So familiar a figure was Martinez that there was no difficulty in finding witnesses in the restaurant able to identify him positively as the dead man. Several had seen him within a few days at the Olympia billiard academy, where he had been practicing for a much-advertised match with an American rival. All agreed that Martinez was quite the last man in Paris to take his own life, for the simple reason that he enjoyed it altogether too much. He was scarcely thirty and in excellent health, he made plenty of money, he was fond of pleasure, and particularly fond of the ladies and had no reason to complain of bad treatment at their hands; in fact, if the truth must be told, he was ridiculously vain of his conquests among the fair sex, and was always saying to whoever would listen: “Ah, mon cher, I have met a woman! But such a woman!” Then his dark eyes would glow and he would snap his thumb nail under an upper tooth, with an expression of ravishing joy that only a Castilian billiard player could assume. And, of course, it was always a different woman!
“Aha!” muttered the commissary. “There may be a husband mixed up in this. Call that waiter again, and—er—we will continue the examination outside.”
With this they removed to the adjoining private room, Number Five, leaving a policeman at the door of Number Six until proper disposal of the body should be made.
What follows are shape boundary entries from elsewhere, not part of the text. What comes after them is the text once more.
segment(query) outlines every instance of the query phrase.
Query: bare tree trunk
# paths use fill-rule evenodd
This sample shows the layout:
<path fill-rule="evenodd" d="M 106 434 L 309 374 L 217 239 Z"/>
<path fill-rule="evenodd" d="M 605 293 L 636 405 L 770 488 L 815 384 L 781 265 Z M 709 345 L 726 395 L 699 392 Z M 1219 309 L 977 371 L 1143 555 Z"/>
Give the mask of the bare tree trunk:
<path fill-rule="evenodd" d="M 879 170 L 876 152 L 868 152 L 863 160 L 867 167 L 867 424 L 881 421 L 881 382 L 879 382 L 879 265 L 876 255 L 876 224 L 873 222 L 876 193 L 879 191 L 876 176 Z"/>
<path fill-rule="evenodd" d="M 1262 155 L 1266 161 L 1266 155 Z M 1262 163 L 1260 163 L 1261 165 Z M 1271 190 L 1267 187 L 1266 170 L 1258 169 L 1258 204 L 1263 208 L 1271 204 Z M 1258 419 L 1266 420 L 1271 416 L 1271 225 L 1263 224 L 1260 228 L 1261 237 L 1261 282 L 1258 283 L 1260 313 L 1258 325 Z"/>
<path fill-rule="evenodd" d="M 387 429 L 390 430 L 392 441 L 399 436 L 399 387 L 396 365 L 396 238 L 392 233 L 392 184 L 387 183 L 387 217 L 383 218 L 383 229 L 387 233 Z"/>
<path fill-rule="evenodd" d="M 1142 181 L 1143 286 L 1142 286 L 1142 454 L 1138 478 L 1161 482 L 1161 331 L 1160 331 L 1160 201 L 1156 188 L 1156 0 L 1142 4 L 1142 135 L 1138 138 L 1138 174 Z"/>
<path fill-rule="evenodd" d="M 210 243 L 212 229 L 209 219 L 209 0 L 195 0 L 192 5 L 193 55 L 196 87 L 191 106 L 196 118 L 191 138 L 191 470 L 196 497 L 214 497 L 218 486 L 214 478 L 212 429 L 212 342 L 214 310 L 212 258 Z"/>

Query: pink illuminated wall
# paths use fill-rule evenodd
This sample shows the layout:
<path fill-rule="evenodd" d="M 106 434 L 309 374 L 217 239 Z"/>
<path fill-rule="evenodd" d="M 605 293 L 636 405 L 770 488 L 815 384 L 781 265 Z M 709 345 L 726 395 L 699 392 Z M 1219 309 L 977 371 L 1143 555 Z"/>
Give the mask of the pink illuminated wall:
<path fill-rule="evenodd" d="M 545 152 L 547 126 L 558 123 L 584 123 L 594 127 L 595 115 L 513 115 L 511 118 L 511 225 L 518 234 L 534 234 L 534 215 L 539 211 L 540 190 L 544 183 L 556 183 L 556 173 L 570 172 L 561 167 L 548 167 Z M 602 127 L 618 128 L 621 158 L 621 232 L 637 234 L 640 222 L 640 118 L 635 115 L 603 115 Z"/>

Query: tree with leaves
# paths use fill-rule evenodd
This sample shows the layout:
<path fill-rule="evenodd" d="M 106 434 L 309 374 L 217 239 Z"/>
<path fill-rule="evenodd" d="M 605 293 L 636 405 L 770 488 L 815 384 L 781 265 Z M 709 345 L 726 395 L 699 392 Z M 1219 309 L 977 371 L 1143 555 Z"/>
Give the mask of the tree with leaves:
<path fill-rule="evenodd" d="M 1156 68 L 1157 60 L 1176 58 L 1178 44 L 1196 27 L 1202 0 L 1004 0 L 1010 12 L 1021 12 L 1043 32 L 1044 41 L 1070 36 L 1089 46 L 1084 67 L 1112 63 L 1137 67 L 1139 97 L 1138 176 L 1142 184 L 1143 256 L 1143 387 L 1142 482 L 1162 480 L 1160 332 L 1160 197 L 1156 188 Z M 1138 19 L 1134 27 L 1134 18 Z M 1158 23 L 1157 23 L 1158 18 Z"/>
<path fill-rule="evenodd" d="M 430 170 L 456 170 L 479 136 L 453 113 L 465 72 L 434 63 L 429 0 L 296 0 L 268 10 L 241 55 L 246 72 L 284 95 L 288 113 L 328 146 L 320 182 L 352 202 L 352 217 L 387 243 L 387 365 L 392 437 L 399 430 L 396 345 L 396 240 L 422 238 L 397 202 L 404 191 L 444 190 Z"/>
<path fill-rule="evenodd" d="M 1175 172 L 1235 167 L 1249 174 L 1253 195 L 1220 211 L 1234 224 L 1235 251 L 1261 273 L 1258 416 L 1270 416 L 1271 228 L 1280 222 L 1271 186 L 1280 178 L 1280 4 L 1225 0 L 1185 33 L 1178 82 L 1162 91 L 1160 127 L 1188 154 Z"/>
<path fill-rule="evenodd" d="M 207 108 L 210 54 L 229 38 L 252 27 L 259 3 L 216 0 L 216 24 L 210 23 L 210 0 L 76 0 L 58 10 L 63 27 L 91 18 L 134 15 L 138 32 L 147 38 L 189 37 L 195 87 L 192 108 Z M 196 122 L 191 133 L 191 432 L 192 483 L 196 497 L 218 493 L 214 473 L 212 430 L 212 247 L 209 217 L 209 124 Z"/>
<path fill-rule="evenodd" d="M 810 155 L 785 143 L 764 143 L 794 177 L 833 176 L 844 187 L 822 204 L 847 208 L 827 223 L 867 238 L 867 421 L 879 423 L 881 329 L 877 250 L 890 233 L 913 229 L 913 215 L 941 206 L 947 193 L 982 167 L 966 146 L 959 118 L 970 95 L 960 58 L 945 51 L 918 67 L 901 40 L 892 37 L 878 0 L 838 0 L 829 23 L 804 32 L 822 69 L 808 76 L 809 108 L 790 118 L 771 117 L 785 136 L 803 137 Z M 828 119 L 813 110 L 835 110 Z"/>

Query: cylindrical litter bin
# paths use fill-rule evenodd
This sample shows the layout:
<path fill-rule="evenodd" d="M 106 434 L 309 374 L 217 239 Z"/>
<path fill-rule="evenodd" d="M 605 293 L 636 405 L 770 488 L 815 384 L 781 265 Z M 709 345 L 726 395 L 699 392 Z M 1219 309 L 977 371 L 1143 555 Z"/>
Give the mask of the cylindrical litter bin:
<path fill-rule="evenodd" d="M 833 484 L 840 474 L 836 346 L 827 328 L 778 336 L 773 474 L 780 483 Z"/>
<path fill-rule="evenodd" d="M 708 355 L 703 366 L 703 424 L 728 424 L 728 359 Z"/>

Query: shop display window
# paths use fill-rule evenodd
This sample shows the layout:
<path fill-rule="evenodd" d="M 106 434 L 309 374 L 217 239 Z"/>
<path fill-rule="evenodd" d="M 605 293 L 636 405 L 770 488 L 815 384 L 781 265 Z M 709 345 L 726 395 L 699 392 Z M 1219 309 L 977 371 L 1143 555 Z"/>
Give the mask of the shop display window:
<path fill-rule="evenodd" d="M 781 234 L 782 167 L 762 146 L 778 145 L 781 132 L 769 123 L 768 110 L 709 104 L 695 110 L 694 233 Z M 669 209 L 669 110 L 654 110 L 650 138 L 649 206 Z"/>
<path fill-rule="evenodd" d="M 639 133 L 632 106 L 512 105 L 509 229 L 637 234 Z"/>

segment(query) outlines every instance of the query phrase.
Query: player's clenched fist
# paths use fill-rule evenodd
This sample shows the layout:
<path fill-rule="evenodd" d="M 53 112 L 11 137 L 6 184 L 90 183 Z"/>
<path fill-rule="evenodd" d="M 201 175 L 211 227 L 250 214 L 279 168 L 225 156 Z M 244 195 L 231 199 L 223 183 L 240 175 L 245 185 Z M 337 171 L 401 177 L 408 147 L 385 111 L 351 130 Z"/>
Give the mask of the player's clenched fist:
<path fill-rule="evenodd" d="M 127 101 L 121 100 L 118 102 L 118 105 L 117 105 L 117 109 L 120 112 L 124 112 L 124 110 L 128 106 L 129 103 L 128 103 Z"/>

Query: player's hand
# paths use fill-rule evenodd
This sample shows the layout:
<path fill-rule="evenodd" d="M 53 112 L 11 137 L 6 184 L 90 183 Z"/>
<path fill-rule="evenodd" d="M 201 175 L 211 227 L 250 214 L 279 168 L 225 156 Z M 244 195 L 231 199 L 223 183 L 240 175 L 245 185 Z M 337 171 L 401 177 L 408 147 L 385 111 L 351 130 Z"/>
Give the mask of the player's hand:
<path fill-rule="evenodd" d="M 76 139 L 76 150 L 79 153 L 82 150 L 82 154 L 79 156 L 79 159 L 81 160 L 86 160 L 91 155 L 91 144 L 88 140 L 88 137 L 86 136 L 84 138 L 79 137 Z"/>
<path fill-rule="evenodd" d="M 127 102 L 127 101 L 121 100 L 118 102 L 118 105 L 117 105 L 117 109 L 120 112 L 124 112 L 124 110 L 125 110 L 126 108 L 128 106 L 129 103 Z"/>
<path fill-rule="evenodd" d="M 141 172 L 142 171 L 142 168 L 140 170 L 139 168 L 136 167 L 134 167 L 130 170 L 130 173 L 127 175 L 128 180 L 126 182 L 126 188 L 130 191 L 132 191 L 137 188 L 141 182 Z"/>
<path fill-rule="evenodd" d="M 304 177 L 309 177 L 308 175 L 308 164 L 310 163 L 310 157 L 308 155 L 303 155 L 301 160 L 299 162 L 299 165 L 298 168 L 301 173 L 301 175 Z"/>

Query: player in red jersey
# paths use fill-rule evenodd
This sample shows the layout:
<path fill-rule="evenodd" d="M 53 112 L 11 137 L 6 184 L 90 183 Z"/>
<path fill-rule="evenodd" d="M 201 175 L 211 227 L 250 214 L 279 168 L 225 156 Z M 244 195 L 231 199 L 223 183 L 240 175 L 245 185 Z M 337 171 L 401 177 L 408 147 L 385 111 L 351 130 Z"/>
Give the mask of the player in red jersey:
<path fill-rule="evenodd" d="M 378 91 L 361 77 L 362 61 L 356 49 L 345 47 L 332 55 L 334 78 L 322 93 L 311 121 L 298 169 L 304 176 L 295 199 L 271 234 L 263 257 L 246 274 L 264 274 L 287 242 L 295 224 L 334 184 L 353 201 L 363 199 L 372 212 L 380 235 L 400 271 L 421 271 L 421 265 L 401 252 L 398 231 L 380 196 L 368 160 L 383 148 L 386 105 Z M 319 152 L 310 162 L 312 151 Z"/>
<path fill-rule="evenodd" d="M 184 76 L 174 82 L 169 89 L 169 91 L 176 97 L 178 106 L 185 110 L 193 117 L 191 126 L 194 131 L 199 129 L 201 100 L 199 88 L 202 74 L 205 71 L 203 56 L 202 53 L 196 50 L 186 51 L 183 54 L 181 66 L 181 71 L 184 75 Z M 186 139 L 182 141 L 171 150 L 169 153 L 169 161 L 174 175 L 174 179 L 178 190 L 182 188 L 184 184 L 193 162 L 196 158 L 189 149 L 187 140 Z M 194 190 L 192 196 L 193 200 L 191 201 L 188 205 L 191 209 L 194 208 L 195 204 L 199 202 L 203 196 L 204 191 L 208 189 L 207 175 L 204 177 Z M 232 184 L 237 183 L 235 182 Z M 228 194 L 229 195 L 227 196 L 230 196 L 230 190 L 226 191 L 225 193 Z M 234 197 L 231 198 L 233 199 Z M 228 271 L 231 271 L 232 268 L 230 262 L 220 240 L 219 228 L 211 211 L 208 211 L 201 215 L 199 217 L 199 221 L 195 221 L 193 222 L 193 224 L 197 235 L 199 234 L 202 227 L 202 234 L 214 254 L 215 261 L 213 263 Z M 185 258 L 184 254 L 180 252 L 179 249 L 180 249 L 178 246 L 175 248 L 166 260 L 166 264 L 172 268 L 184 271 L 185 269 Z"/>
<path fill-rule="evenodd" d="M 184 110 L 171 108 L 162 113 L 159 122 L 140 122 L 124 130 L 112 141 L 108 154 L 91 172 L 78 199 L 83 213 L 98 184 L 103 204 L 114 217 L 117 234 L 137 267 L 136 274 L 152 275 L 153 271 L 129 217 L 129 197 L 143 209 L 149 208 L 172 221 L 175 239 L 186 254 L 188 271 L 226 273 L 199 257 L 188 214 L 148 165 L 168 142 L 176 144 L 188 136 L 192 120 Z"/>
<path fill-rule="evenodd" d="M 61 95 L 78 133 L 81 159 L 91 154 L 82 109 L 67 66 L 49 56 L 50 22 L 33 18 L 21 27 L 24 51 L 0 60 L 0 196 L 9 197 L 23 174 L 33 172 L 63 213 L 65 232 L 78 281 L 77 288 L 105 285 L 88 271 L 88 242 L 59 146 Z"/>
In the further questioning of Joseph the commissary brought out several important facts. The waiter testified that, after serving the soup to Martinez and the lady, he had not left the corridor outside the door of Number Six until the moment when he entered the room and discovered the crime. During this interval of perhaps a quarter of an hour he had moved down the corridor a short distance, but not farther than the door of Number Four. He was sure of this because one of the doors to the banquet room was just opposite the door of Number Four, and he had stood there listening to a Fourth-of-July speaker who was discussing the relations between France and America. Joseph, being something of a politician, was greatly interested in this.
“Then this banquet-room door was open?” questioned Pougeot.
“Yes, sir, it was open about a foot—some of the guests wanted air.”
“How did you stand as you listened to the speaker? Show me.” M. Pougeot led Joseph to the banquet-room door.
“Like this,” answered the waiter, and he placed himself so that his back was turned to Number Six.
“So you would not have seen anyone who might have come out of Number Six at that time or gone into Number Six?”
“I suppose not.”
“And if the door of Number Six had opened while your back was turned, would you have heard it?”
Joseph shook his head. “No, sir; there was a lot of applauding—like that,” he paused as a roar of laughter came from across the hall.
The commissary turned quickly to one of his men. “See that they make less noise. And be careful no one leaves the banquet room on any excuse. I’ll be there presently.” Then to the waiter: “Did you hear any sound from Number Six? Anything like a shot?”